Fig. 4. Analysis of developmental and single-cell RNA-seq data suggest a cell-specific pleiotropic role of NR5A2, SATB2, and PPP3CA in SCZ, CD, and UC and showed that PPP3CA expression was strongest in neurons and enteroendocrine and Paneth-like cells of the ileum, colon, and rectum, indicating a possible link to the GBA.

Fig. 4

Visualizations of bulk expression of the candidate genes can be found in Supplementary Fig. 42. a Brain expression data from humans of different ages38 confirm GTeX and BLUEPRINT tissue data and show that NR5A2 is almost absent in brain samples. SATB2 is strongly upregulated in the fetal forebrain in midfetal development. This suggests a developmental function that may predispose to disease when dysregulated. PPP3CA expression is strongest in the forebrain and increases with age. Expression in the liver is given for reference. PC, post conception.

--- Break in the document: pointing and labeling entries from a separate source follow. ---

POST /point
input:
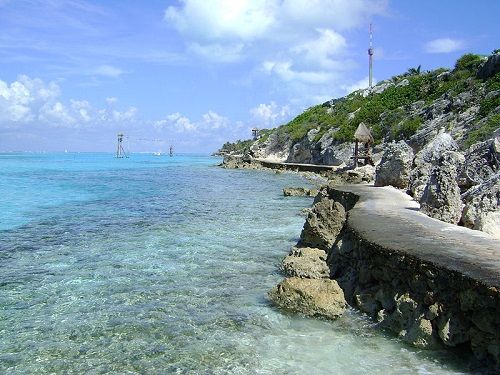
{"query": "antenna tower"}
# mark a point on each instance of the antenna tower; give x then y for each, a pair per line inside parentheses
(120, 152)
(370, 59)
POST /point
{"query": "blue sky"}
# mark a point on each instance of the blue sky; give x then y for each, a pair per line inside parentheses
(196, 73)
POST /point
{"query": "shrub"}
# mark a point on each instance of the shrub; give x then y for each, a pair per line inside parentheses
(469, 62)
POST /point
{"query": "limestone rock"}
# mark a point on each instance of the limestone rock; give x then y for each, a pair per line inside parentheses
(395, 166)
(424, 161)
(482, 204)
(359, 175)
(441, 197)
(312, 297)
(323, 224)
(453, 330)
(490, 67)
(306, 262)
(482, 161)
(299, 192)
(420, 334)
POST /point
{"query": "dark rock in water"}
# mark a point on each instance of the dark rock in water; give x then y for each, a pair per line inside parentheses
(395, 166)
(299, 192)
(306, 263)
(312, 297)
(490, 67)
(482, 204)
(441, 196)
(323, 224)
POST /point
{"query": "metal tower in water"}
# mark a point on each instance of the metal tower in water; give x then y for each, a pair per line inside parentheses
(120, 152)
(370, 59)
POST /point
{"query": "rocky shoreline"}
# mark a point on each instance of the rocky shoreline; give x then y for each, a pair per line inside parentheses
(429, 299)
(420, 295)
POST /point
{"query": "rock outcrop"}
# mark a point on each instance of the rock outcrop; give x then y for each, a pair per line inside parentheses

Data on expression in the developmental gut39 show that NR5A2 is strongly expressed in the ileum and less so in the colon, whereas SATB2 is more abundant in the colon than in the ileum. This is consistent with the observation that SATB2 is significant for UC but not for CD (Table 2). PPP3CA expression is not evident from bulk RNA-Seq data of intestinal tissue. b NR5A2 is expressed in ileal progenitor, stem cells, and transient amplifying (TA) cells, less strongly in colon and rectum, and not in the brain, consistent with bulk RNA-seq results. SATB2 is strongly expressed in all cell types of the colon and rectum. PPP3CA, despite weak expression in the ileum or colon, is enriched in enteroendocrine and Paneth-like cells of the colon and rectum, supporting a role in immunomodulation. In the brain, PPP3CA is enriched in neurons. Overall, these expression data indicate that separate functions are likely in the gut and brain-based on specific expression patterns. NR5A2 expression was not found in the brain, but literature results make brain-specific function highly likely (Supplementary Note 3). Raw data of this figure can be found in Supplementary Data 17. (exPFC glutamatergic neurons from the PFC, exCA1/3 pyramidal neurons from the Hip CA region, GABA GABAergic interneurons, exDG granule neurons from the Hip dentate gyrus region, ASC astrocytes, NSC neuronal stem cells, MG microglia, ODC oligodendrocytes, OPC oligodendrocyte precursor cells, NSC neuronal stem cells, SMC smooth muscle cells, END endothelial cells).